I believe that we have to falsify our experience of thinking if we are to chronicle our thoughts and remember them. We are compelled to make coherent patterns out of our mental processes if we are to retain them in consciousness. Chaos cannot be accurately recalled. Meaningful sentences are more easily recalled than nonsense syllables; and music, the great promoter of order, makes words and sentences still more easily remembered.

This creation of coherent patterns need not be the consequence of conscious deliberation. It is a mental activity which is proceeding in all of us with little intermission. We link things together, combine opposites, create new wholes, out of data which were previously unconnected.

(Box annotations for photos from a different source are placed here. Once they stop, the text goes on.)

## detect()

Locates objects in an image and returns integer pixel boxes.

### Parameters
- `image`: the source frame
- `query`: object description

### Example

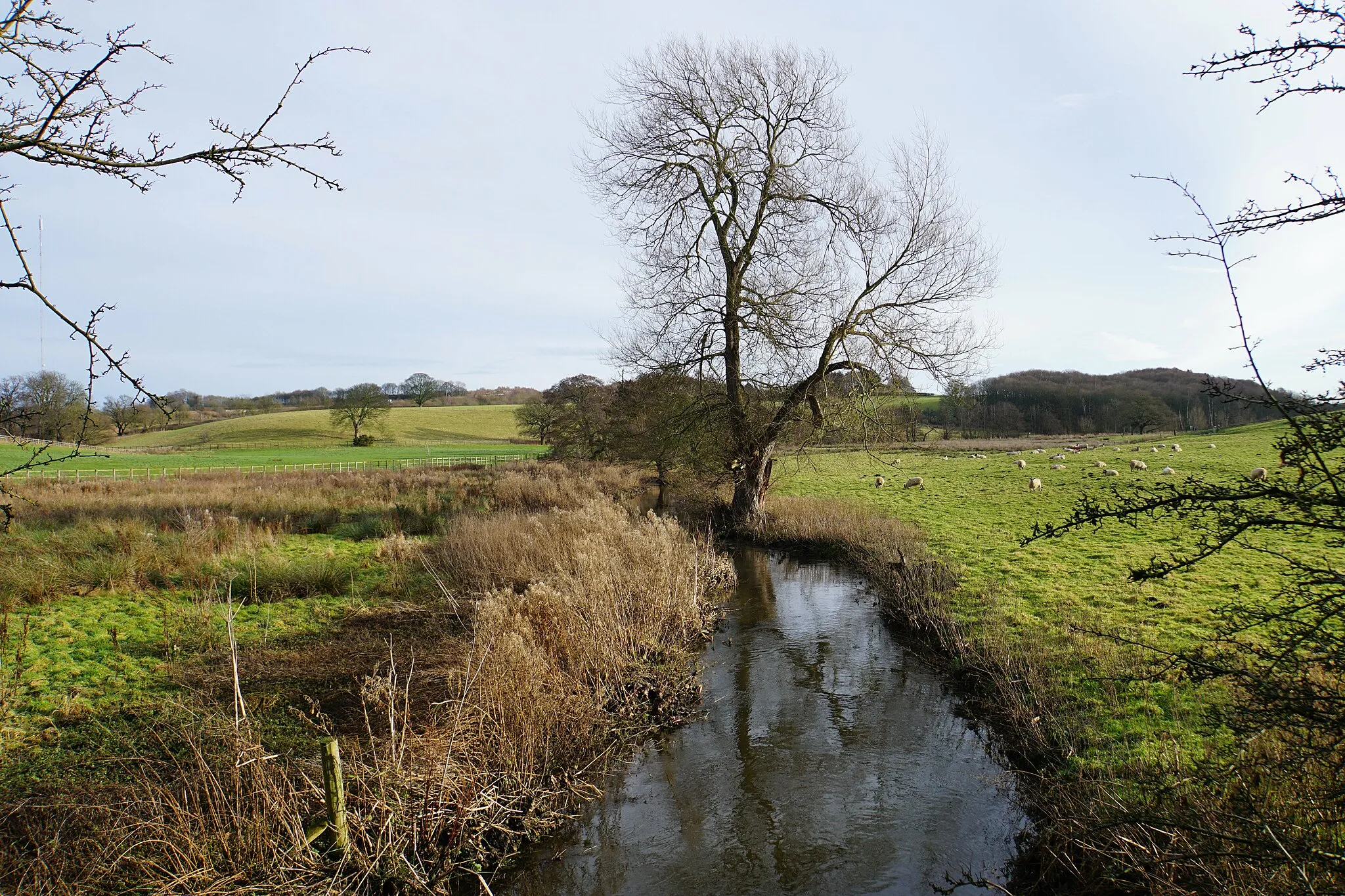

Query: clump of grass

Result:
[0,494,733,893]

What this means is that it is through the musical part of our being that we learn to order our universe. If the body is not in harmony with itself, it cannot do this and experience is rendered largely meaningless. The musical therapy techniques that Dorinne brings to bear in her clinic have the capacity to organize the body-mind relationships of people with learning problems so that they are able to achieve the mental ordering of a chaotic world that everyone must be able to achieve in order to have a meaningful life.